DPRD Babel Kaji Ulang Usulan Pansus Plasma PT Foresta Lestari, Tunggu Surat Resmi dari Fraksi NasDem

Penulis: Yasir  •  Kamis, 27 Agustus 2026 | 00:43:01 WIB
Wakil Ketua DPRD Babel, Edi Nasapta, menyatakan pihaknya menunggu surat resmi dari Fraksi NasDem sebelum mengkaji usulan pansus PT Foresta Lestari.

PANGKALPINANG — Wakil Ketua DPRD Provinsi Kepulauan Bangka Belitung, Edi Nasapta, menyatakan bahwa usulan pembentukan pansus untuk memeriksa kewajiban plasma dan perizinan PT Foresta Lestari Dwikarya masih berstatus lisan. Pihaknya akan menunggu surat resmi dari kepengurusan Partai NasDem tingkat daerah dan Fraksi NasDem DPRD Kabupaten Belitung sebelum melakukan kajian mendalam.

"Sebelumnya usulan itu masih secara lisan dari I Bagus Diarsa. Jika nanti kami menerima usulan resmi dari kepengurusan Partai NasDem tingkat daerah dan Fraksi Partai NasDem DPRD Kabupaten Belitung, kami akan mengkajinya secara menyeluruh," kata Edi di Pangkalpinang, Rabu.

Apa Isi Dorongan Anggota DPRD Belitung Itu?

Dorongan yang disuarakan Anggota DPRD Kabupaten Belitung dari Fraksi Partai NasDem, I Bagus Diarsa, bertujuan memastikan hak-hak masyarakat terpenuhi.

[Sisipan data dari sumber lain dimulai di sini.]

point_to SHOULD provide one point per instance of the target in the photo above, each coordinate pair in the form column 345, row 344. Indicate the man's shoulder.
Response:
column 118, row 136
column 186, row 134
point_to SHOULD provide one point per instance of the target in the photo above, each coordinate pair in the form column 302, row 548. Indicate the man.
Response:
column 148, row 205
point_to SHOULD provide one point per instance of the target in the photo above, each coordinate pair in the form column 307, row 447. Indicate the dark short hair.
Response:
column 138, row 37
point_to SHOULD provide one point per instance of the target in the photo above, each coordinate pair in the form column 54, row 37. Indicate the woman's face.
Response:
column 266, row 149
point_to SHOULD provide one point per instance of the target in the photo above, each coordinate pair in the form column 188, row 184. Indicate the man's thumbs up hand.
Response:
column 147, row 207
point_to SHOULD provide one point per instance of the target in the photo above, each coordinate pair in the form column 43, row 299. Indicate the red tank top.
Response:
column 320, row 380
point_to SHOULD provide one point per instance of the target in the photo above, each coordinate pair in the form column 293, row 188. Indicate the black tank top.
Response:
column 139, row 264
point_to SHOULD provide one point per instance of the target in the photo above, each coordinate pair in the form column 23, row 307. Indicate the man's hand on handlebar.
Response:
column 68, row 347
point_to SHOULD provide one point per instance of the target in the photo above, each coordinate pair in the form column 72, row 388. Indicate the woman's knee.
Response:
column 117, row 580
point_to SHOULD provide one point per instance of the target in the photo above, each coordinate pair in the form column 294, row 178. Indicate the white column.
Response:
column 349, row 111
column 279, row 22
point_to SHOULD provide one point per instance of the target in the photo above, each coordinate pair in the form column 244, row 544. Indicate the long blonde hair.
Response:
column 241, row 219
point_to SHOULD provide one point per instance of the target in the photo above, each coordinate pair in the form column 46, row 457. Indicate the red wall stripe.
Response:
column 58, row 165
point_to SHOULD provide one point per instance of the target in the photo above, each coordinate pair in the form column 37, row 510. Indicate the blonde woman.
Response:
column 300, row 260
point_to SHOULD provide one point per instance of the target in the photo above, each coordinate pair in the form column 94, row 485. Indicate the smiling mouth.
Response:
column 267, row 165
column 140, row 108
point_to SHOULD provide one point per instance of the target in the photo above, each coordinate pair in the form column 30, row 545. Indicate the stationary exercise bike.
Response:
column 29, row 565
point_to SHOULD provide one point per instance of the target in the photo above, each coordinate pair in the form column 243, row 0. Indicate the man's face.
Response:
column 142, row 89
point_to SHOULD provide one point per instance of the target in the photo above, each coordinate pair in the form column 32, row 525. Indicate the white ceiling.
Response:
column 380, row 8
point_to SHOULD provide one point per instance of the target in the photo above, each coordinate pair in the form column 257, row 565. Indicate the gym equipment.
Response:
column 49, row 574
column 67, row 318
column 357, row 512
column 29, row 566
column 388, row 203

Selain itu, pemeriksaan terhadap kepatuhan perusahaan dinilai penting untuk menjamin pelaksanaan peraturan perundang-undangan berjalan sebagaimana mestinya.

Edi menambahkan, jika usulan resmi sudah diterima, DPRD Babel akan memberikan dukungan penuh. Namun, ia mengingatkan bahwa keputusan akhir pembentukan pansus tetap menjadi kewenangan DPRD Kabupaten Belitung.

"Keputusan pembentukan Pansus tetap menjadi kewenangan DPRD Kabupaten Belitung, namun harus disesuaikan dengan mekanisme serta tata tertib yang berlaku," ujarnya.

Mengapa DPRD Provinsi Menekankan Prosedur Kelembagaan?

Menurut Edi, DPRD Babel ingin memastikan persoalan plasma ini diperiksa secara menyeluruh. Tujuannya agar hak masyarakat untuk memperoleh kepastian hukum bisa terwujud, dengan penyelesaian yang tetap berpijak pada ketentuan yang berlaku.

Ia menegaskan bahwa dukungan politik dari partai tidak boleh menggantikan prosedur kelembagaan DPRD. Setiap langkah harus ditempuh sesuai mekanisme yang berlaku agar proses pengawasan terhadap persoalan plasma berjalan objektif dan dapat dipertanggungjawabkan.

"Seluruh proses harus ditempuh melalui mekanisme kelembagaan yang berlaku karena yang terpenting, dukungan tersebut harus memperkuat ikhtiar agar persoalan plasma diperiksa secara terbuka, objektif, dan diselesaikan secara berkeadilan," tutup Edi.

Reporter: Yasir
Sumber: babel.antaranews.com This article was automatically rewritten by AI based on the source above without altering the facts of the original article.